In 24 out of 30 RNA-seq datasets, Pasta effectively distinguished between senescent, proliferative, and quiescent cells, demonstrating high accuracy in tracking cell aging.

The tool showed that age scores from cancer patient samples correlated more strongly with tumor histological grades than chronological age, indicating its clinical relevance.

Pasta was trained on over 17,000 healthy profiles from various RNA sequencing studies, outperforming previous models in predicting age-related gene expressions.

Aging-prone cell lines exhibited traits related to oxidative stress, while rejuvenation-prone lines showed over-expression of chromatin-remodeling proteins, providing insights for personalized therapies.

Two selected compounds, pralatrexate and piperlongumine, were experimentally confirmed to induce cellular aging and rejuvenation effects, respectively.

Researchers have developed an open-source transcriptomic aging clock called Pasta, aimed at enhancing regenerative medicine and longevity therapies.

Aging and rejuvenation propensity scores were computed to understand cellular responses to aging cues, revealing critical mutations in TP53 as influential in aging outcomes.
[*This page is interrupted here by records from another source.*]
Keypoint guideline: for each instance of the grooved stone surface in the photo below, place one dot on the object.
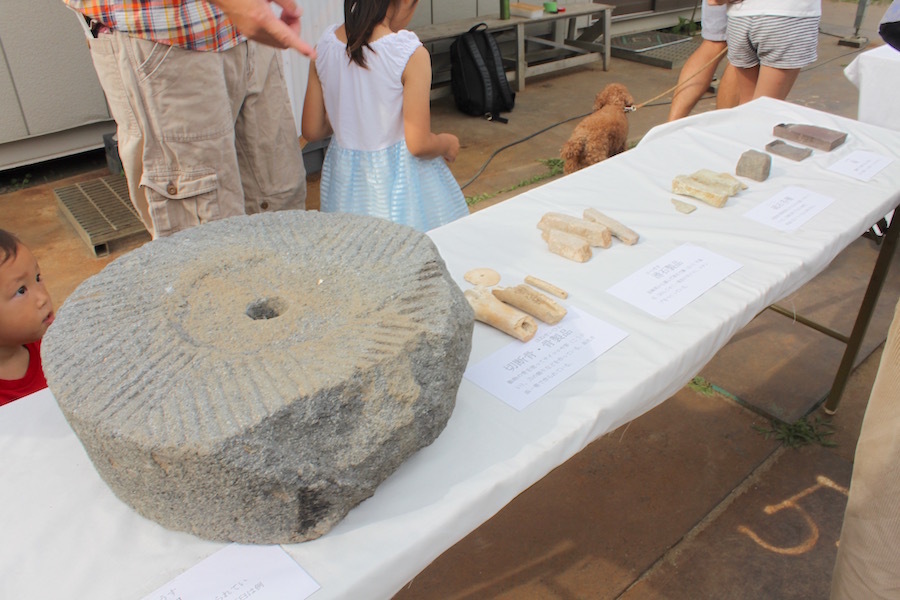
(255, 378)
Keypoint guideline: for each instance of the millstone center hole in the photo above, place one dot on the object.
(266, 308)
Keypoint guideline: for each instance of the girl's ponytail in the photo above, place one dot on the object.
(360, 19)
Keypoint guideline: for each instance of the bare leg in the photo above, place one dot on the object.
(728, 95)
(746, 82)
(775, 83)
(697, 76)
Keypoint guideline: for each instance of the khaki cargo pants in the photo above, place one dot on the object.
(202, 135)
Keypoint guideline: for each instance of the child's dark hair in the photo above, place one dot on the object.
(9, 246)
(360, 19)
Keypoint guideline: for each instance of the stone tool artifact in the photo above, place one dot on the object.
(255, 378)
(595, 233)
(546, 287)
(499, 315)
(820, 138)
(708, 186)
(533, 302)
(754, 165)
(625, 234)
(782, 148)
(567, 245)
(683, 207)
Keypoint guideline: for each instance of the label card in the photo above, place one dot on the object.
(673, 281)
(861, 165)
(789, 209)
(240, 572)
(520, 373)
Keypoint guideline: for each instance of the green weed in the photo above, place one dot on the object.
(800, 432)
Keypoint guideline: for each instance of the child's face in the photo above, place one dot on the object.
(26, 310)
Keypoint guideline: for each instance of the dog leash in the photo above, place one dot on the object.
(674, 88)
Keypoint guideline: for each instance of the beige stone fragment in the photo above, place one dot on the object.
(683, 207)
(546, 287)
(533, 302)
(568, 245)
(726, 181)
(625, 234)
(482, 276)
(595, 233)
(490, 310)
(711, 194)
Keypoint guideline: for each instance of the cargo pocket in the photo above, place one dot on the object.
(179, 200)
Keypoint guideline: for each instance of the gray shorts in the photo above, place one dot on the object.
(772, 41)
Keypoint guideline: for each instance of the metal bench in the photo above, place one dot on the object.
(587, 47)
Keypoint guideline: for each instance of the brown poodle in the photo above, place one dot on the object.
(601, 134)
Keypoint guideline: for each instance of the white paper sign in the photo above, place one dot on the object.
(789, 209)
(521, 373)
(673, 281)
(240, 572)
(861, 165)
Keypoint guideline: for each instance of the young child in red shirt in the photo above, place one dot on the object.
(26, 312)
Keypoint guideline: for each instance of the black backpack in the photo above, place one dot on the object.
(477, 77)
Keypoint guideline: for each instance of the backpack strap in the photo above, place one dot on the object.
(499, 71)
(469, 40)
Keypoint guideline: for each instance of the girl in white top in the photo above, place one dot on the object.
(370, 89)
(769, 41)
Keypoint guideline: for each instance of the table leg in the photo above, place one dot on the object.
(879, 273)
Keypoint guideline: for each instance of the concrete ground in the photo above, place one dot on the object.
(693, 499)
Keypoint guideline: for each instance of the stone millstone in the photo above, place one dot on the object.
(255, 378)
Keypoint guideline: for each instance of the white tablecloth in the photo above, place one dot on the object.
(66, 536)
(876, 73)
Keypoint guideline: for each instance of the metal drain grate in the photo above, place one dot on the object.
(667, 55)
(100, 210)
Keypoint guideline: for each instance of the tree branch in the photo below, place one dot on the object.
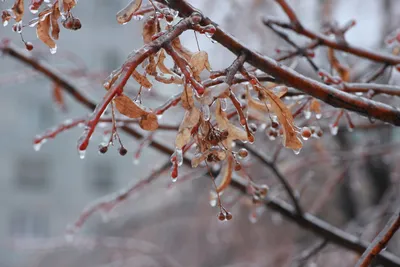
(326, 93)
(380, 242)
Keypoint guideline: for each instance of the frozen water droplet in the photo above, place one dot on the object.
(37, 146)
(334, 129)
(213, 199)
(53, 50)
(179, 156)
(137, 17)
(209, 35)
(224, 104)
(296, 151)
(307, 114)
(82, 154)
(205, 109)
(253, 217)
(70, 234)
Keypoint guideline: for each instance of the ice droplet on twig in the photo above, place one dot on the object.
(224, 104)
(205, 110)
(334, 129)
(82, 154)
(179, 156)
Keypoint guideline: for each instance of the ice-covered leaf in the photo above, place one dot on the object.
(55, 28)
(129, 108)
(160, 63)
(187, 97)
(149, 29)
(190, 120)
(290, 135)
(5, 17)
(198, 62)
(149, 122)
(141, 79)
(234, 132)
(177, 45)
(58, 96)
(43, 29)
(225, 174)
(18, 10)
(125, 15)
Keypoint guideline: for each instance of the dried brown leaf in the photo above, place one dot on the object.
(68, 4)
(5, 17)
(43, 29)
(290, 137)
(199, 62)
(187, 97)
(315, 106)
(149, 122)
(160, 63)
(125, 15)
(18, 10)
(183, 51)
(129, 108)
(149, 29)
(58, 96)
(55, 28)
(226, 174)
(141, 79)
(190, 120)
(234, 132)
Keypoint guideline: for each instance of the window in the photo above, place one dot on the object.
(101, 175)
(32, 173)
(29, 223)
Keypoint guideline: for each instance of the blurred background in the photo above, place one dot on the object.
(42, 192)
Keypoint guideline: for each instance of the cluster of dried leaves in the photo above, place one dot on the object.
(209, 120)
(47, 21)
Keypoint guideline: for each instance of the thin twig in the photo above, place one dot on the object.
(380, 242)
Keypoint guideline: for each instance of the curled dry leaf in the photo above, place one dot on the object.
(290, 137)
(179, 48)
(160, 63)
(141, 79)
(43, 28)
(68, 4)
(55, 28)
(199, 62)
(125, 15)
(226, 174)
(149, 29)
(129, 108)
(315, 106)
(234, 132)
(190, 120)
(18, 10)
(149, 122)
(58, 96)
(5, 17)
(216, 152)
(187, 97)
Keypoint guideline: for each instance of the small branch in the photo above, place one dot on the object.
(280, 177)
(107, 203)
(326, 93)
(297, 27)
(380, 242)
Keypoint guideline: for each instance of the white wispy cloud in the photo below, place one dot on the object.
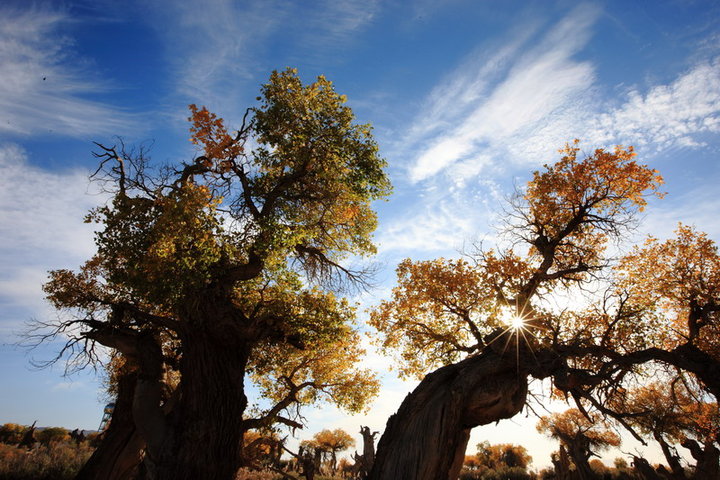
(42, 87)
(666, 115)
(216, 47)
(527, 100)
(531, 87)
(41, 226)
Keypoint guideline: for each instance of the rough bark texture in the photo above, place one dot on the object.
(120, 453)
(427, 437)
(707, 459)
(202, 438)
(644, 470)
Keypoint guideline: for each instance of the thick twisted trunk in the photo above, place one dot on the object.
(427, 437)
(203, 436)
(120, 453)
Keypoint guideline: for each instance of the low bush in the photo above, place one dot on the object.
(56, 461)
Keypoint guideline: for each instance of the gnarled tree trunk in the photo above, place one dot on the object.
(202, 437)
(427, 437)
(119, 454)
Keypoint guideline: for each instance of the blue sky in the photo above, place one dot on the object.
(466, 97)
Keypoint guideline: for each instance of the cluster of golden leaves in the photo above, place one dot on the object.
(438, 309)
(333, 440)
(598, 189)
(671, 411)
(441, 309)
(571, 424)
(674, 278)
(209, 131)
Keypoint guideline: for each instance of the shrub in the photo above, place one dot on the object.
(57, 461)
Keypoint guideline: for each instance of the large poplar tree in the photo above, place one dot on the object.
(488, 323)
(214, 267)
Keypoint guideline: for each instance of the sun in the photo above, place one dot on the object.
(516, 322)
(512, 320)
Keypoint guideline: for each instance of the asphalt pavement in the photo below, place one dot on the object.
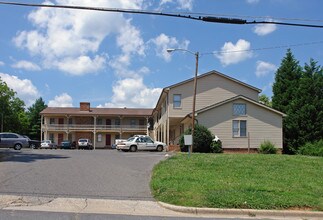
(78, 173)
(100, 184)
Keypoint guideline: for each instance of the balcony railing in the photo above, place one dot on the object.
(82, 127)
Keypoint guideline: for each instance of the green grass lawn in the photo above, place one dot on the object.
(253, 181)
Pasta is anchored on p53-mediated DNA-damage responses, linking it to cellular senescence, stemness, and cancer biology.

The model utilizes a ridge-regularized classifier to analyze gene responses across different platforms without the need for re-alignment or batch correction.

The researchers screened approximately 3 million profiles to identify 259 aging and 59 rejuvenating compounds, with many aging compounds being FDA-approved chemotherapeutics.